The two Trump allies routinely provide the president with key insights, particularly on priority topics such as North Korea and Iran.
Beneath the loyal upper layer of the intelligence structure, however, is an “embedded bureaucracy that will leak to damage” Trump, security correspondent Rowan Scaborough noted in a Dec. 16 report.
There is no precedent for how the outgoing intelligence leadership under President Barack Obama, led by national intelligence director James Clapper and CIA director John Brennan, turned on an incoming president.
Brennan has “waged war” against a sitting president “whom he likens to a Russian double agent in the White House,” Scarborough noted. “Brennan actively worked with the FBI to provide the names of any Russian connected to a Trump associate.”
Clapper has said he doesn’t trust Trump with the nuclear codes.
Many Republicans say the Brennan-Clapper alliance is evidence of deeper opposition, that “anti-conservative cabals” exist inside the CIA who willingly try to sabotage the Trump administration via leaks to the liberal press.
Going forward, Trump should expect more trouble from Langley, former CIA officer Kent Clizbe told the Washington Times.

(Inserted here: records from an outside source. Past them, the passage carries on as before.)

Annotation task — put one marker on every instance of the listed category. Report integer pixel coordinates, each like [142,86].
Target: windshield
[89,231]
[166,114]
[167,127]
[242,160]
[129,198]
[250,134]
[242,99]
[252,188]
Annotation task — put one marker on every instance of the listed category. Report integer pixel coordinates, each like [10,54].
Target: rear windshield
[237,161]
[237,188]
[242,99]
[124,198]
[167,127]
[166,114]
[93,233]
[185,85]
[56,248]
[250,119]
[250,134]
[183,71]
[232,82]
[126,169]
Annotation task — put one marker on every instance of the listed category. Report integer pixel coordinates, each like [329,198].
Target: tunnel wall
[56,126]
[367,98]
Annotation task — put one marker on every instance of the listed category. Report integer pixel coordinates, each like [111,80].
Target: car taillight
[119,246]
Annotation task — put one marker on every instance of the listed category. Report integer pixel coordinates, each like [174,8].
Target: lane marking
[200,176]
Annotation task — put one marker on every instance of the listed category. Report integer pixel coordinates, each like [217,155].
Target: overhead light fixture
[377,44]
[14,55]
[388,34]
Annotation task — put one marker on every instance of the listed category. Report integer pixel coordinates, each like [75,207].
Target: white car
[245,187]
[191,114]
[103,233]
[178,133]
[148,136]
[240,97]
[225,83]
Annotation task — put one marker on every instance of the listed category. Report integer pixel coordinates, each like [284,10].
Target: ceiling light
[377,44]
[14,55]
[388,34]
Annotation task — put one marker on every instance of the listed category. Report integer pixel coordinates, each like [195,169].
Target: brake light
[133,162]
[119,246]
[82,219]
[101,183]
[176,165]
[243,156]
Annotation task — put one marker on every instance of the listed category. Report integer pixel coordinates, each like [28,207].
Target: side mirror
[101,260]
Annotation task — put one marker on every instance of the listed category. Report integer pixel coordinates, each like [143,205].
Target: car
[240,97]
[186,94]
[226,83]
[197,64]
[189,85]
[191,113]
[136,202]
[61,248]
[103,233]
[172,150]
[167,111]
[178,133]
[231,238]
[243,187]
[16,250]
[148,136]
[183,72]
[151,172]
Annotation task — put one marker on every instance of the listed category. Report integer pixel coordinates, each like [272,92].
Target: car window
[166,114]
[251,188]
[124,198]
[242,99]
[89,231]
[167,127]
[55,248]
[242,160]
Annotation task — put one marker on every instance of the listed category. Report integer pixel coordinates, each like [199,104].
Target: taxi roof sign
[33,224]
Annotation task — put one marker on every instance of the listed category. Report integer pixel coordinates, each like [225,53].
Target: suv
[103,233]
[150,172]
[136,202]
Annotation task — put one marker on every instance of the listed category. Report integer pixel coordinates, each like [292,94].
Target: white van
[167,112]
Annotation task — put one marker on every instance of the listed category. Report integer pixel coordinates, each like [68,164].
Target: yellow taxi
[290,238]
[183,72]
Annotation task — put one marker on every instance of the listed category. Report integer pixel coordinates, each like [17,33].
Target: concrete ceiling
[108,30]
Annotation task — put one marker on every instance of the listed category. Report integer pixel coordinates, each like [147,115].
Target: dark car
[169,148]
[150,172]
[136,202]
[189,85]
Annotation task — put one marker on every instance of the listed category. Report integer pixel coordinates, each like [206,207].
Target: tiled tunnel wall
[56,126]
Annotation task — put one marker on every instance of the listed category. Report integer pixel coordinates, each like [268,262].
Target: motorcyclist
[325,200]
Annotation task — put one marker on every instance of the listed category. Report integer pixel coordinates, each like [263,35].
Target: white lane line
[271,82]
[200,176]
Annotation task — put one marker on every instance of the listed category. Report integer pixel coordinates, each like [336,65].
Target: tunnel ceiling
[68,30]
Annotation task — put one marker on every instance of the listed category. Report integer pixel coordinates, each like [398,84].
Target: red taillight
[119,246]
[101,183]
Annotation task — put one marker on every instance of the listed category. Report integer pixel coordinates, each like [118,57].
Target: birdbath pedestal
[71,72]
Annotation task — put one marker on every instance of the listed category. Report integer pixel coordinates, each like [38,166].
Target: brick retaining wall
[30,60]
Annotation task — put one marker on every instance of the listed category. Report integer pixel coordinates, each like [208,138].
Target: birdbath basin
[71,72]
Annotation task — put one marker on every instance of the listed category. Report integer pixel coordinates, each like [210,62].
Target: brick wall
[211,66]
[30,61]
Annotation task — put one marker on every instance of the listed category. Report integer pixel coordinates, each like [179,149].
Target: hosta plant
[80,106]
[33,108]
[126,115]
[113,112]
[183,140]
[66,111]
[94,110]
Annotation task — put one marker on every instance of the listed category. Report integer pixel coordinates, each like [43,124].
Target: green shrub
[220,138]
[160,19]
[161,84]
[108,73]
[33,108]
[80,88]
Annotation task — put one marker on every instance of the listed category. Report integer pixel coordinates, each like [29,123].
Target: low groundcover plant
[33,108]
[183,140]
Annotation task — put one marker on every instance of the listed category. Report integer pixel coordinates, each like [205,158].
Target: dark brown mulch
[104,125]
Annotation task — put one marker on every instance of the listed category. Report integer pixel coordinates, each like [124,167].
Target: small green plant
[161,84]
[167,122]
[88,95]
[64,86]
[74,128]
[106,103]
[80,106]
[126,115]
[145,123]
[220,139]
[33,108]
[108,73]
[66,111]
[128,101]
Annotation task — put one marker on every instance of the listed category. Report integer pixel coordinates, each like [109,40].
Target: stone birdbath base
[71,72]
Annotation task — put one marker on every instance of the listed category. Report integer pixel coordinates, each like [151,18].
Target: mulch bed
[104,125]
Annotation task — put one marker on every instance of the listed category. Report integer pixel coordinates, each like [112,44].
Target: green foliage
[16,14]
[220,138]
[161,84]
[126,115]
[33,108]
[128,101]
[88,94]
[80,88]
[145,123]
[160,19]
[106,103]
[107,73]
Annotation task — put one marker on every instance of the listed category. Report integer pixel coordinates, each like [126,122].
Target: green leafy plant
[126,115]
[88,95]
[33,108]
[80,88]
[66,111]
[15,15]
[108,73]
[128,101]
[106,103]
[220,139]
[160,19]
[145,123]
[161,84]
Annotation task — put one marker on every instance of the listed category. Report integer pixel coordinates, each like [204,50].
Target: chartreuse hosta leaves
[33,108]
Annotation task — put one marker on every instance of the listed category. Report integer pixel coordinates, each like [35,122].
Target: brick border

“Like their fellows in the media, the Democratic Party and establishment Republicans, the partisans burrowed into the intelligence community believe that they have Trump on the ropes,” Clizbe said. “They believe that with the Democrats coming to power in the House, and the PC-progressive media in full-throated baying for Trump’s blood, their time will come again.”
Those “cabals” are said to be looking for payback after Trump first rejected and then only grudgingly accepted the intelligence community’s assessment that Russian President Vladimir Putin interfered in the 2016 election to help Trump and damage Hillary Clinton.
At Trump Tower, then-FBI Director James Comey brought up the unverified anti-Trump dossier in his first encounter with President-elect Trump, including its salacious parts, without telling him it was funded by Democrats. Trump fired Mr. Comey in May 2017.
The meeting then was leaked to CNN at the same time Clapper was secretly talking to the network, according to the final report by the Republican majority of the House Permanent Select Committee on Intelligence.
Clapper, who later was hired at CNN as a Trump-bashing analyst, has denied he leaked the story.
Brennan landed a job at another anti-Trump network, MSNBC, where he accused the president of being “drunk with power” after Trump ordered Brennan’s security clearance pulled.
Scarborough noted that “Early on, so intense was the Washington liberal establishment’s animus toward the upstart presidential candidate that Harry Reid of Nevada, at the time the leader of Senate Democrats, urged the CIA to lie to Trump.”
Reid told reporters at the 2016 Democratic National Convention: “I would hope they would give him fake intelligence briefings because they shouldn’t give him anything that means anything, because you can’t trust him.”
As 2018 winds to a close, relations between Trump and his spies has gotten better, according to Fred Fleitz, former chief of staff at the National Security Council and a contributing editor for Geostrategy-Direct.